Annie Markham walked away from the love of her life back in University seven years ago. Jake Mead was not her family’s idea of Prince Charming. So, Annie finished school and started working in an art gallery, volunteering, and helping out in the family business when summoned. Her father is an idiot, her elder sister a bitter party girl and her middle sister an unhappy mother of two boys and a husband who prefers to play golf. However, the family company is in trouble and the only person who can save them? Jake Mead. So, with her family going more insane by the moment, a potential boyfriend who she really doesn’t have time for, a best friend in family drama of her own and an old flame who’d like nothing better than a little revenge on the girl who broke his heart, Annie really doesn’t think it could get much worse. And then Jake Mead moves in downstairs…
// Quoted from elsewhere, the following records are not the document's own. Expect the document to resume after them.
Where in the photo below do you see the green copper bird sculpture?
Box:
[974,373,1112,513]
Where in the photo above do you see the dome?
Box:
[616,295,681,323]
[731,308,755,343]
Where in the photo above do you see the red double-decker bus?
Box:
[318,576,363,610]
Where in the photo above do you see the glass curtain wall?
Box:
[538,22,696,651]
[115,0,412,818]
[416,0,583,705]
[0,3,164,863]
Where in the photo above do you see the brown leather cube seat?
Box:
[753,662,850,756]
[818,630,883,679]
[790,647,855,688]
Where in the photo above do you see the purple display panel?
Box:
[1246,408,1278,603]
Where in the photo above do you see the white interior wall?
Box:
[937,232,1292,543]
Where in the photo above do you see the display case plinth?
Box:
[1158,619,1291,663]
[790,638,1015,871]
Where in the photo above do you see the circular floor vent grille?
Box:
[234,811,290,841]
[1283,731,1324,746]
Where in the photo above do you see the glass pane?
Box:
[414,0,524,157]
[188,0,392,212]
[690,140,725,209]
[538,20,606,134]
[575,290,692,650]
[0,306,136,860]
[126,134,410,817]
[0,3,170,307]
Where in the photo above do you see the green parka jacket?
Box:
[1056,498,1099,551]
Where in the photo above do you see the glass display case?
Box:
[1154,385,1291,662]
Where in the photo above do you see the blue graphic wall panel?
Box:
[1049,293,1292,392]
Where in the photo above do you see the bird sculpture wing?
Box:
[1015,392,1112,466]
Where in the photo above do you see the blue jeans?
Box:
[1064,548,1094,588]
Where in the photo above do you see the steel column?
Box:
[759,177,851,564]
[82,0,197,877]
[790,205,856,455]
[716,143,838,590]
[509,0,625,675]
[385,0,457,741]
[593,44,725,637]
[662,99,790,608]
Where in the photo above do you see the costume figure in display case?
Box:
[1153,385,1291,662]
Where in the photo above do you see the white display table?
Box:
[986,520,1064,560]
Those who’ve read Persuasion will appreciate Melissa Nathan’s modernization of the story. It’s fresh and fun. Annie and Jake are a fun hero and heroine who have a lot of baggage with their relationship and have to work through that in full view of Annie’s (certifiably) insane relatives. I liked the replacement of Bath with New York City and I also appreciated Annie’s growing love affair with her new city. It always made me sad that Anne Elliot didn’t get to know Bath and come to like it (but Austen never did either so we’ll agree to disagree on that one). I also have to say kudos to Nathan for how she replaced the Lyme scene in her novel. It was still weird but I think worked better than Austen’s odd tragic scene that really makes no sense (seriously, watch one of the movie versions and tell me if you understand how that woman ends up in a coma).

In general, some Austen over the weekend is always a good idea but I have to say this is one of the better “austen-inspired” books I’ve tracked down so if you enjoy those books that keep her stories going, and also if you are an Anne Elliot fan, check this one out!